Sur le papier, cette double exposition ne présente que des avantages. En augmentant leur initialisation auprès des bouquets, les éditeurs de chaînes renforcent leur audience potentielle, donc leurs recettes publicitaires. Dans la réalité, l'équation n'est cependant pas aussi simple. D'abord parce que les chaînes doivent payer un double « transport », soit entre 600 000 et 800 000 euros par an. Ensuite, parce que la fin de l'exclusivité fait baisser les tarifs de 50 à 60 % au bénéfice des distributeurs.« La fin de l'exclusivité est directement liée à la baisse de la rémunération que les opérateurs satellite versent aux chaînes », affirme Roger-André Larrieu, le directeur général de Festival.

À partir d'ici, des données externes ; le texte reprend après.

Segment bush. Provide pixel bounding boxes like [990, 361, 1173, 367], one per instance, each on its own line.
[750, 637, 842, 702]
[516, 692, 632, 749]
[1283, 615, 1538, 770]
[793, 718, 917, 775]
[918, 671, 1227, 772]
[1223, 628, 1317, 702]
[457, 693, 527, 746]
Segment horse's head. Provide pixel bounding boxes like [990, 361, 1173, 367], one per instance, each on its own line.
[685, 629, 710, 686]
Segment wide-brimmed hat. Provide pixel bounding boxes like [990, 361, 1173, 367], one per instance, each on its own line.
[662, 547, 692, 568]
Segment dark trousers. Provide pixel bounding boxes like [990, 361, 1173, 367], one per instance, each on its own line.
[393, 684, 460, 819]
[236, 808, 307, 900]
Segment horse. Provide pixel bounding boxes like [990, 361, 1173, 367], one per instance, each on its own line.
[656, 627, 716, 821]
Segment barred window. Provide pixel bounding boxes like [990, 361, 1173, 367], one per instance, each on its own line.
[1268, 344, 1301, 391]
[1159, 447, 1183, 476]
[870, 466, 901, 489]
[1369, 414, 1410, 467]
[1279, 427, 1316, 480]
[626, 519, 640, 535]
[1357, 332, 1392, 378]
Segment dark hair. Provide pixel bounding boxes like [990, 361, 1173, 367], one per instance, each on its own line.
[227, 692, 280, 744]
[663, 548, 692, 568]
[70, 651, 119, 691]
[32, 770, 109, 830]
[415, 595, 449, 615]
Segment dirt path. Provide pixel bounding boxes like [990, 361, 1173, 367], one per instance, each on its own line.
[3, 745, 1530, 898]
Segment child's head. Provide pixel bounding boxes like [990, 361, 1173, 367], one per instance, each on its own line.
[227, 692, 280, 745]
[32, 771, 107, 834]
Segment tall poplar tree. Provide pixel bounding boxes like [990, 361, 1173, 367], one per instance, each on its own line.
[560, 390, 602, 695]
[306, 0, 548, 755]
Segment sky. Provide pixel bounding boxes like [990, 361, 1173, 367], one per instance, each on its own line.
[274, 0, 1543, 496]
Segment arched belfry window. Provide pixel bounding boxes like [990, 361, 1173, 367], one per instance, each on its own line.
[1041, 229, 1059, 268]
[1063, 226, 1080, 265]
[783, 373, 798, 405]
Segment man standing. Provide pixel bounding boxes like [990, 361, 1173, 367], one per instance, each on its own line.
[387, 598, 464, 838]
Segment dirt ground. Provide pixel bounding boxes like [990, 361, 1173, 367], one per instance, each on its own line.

Lors de la renégociation de son contrat, cette chaîne a vu son tarif diminuer de 50 %. Et une reprise sur CanalSatellite dans l'offre de base, où le tarif est le plus bas, ne suffira pas à compenser cette baisse, estime Roger-André Larrieu.

Effet de levier limité

La chaîne Histoire, qui a vu, elle, son tarif sur TPS tomber à 23centimes d'euros par mois et par abonné, risque de connaître les mêmes difficultés en cas de reprise en option sur CanalSatellite.« Notre intérêt aurait été de rester en exclusivité sur TPS au tarif actuel »,va jusqu'à dire Roger-André Larrieu, qui laisse entendre qu'il n'a pas eu le choix. En revanche, pour Damien Dufour, le directeur général de KTO, il s'agit d'un« choix stratégique »:« Évidemment, cela ne nous rapporte pas un euro, mais nous touchons 1,2 million de foyers supplémentaires. Ce qui va nécessairement changer la façon dont les annonceurs nous perçoivent. »

Pas si sûr... Car, selon les régies, l'arrivée d'une chaîne dans un bouquet satellite n'a qu'un effet de levier publicitaire limité. Fort de son expérience dans la radio, Frédéric Schlesinger, ancien directeur général d'Europe2 et de RFM, a choisi de privilégier une« exposition maximale »de la chaîne musicale sur les deux bouquets. Pour lui,« à plus ou moins long terme, les chaînes ne devront plus compter sur les recettes des opérateurs ». « Impensable,rétorque Philippe Chazal, directeur général d'Histoire et président de l'Association des chaînes du câble et du satellite.Nous avons été entraînés malgré nous dans la logique d'exclusivité que les bouquets ont pratiquée à outrance. Les chaînes thématiques en payent aujourd'hui les pots cassés. »Selon un connaisseur du PAF de complément, trente ou quarante chaînes disparaîtront l'an prochain.